Healing

It was the summer of 1995. I was back working a boatyard. My last stint doing bottom paint, wooding old varnish, was almost exactly twenty years prior. I was a few hundred miles south of Spinney’s yard, but little had changed. Bottom paint was better for the marine environment but still a mess to apply. The chief varnisher was a different woman, but just as hard to satisfy on the prep.
I rejoiced in the sameness.
The Clinton-Gore reinvention of government deep-sixed my government job as an anthropologist. I was not sorry. Working in the boatyard was therapeutic. Within days there was a lessening of the stress symptoms that had troubled me for most of five years. I stopped grinding my teeth, the twitch in my left eyelid went away. By the end of the second week, the sores in my mouth disappeared.
I began to look upon the detour into my history as healing summer fun.
Then I got a call from an old associate at work wanting me to return as a consultant. I looked around the boatyard, then told her that there was too much work for me to leave just then, call me in the fall.

7 Replies to “Healing”

  1. Most people don’t realize catastrophes can lead to wonderful new things. I’m so happy this worked out perfectly for you. No job is worth that much stress.
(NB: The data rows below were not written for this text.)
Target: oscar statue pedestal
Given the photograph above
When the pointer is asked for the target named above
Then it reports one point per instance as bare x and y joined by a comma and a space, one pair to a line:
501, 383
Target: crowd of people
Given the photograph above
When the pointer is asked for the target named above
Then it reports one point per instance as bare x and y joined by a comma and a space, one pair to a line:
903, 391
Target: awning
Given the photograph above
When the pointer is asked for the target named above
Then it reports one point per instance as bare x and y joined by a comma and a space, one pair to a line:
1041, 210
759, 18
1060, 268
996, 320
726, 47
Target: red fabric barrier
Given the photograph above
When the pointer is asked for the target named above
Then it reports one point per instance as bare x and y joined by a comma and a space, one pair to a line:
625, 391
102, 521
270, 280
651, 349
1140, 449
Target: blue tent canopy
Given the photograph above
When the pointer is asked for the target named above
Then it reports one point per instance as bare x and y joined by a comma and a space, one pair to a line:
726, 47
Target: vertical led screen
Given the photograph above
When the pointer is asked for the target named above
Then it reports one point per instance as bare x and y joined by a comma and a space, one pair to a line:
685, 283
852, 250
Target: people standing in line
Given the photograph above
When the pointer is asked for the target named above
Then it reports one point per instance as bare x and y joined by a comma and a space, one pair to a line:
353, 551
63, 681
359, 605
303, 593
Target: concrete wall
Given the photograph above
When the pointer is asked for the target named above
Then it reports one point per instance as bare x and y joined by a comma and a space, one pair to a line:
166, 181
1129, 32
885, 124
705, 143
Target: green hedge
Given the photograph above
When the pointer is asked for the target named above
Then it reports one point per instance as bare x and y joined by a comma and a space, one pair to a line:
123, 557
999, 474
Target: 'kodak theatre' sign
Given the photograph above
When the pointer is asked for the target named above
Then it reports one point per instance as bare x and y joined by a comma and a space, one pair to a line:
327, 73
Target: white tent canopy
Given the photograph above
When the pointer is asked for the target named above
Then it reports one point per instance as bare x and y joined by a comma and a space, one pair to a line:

    1. You know, I was answering a comment and looked below it to yours. I was reminded that the Chinese ideograph for a hurricane was the ideogram for catastrophe over the one for opportunity.

      1. Fascinating. I fully agree with that. I keep telling my daughter when jobs turn to crap she either does something about it or the whole universe conspires to do it for her. Life is more mysterious than we realize.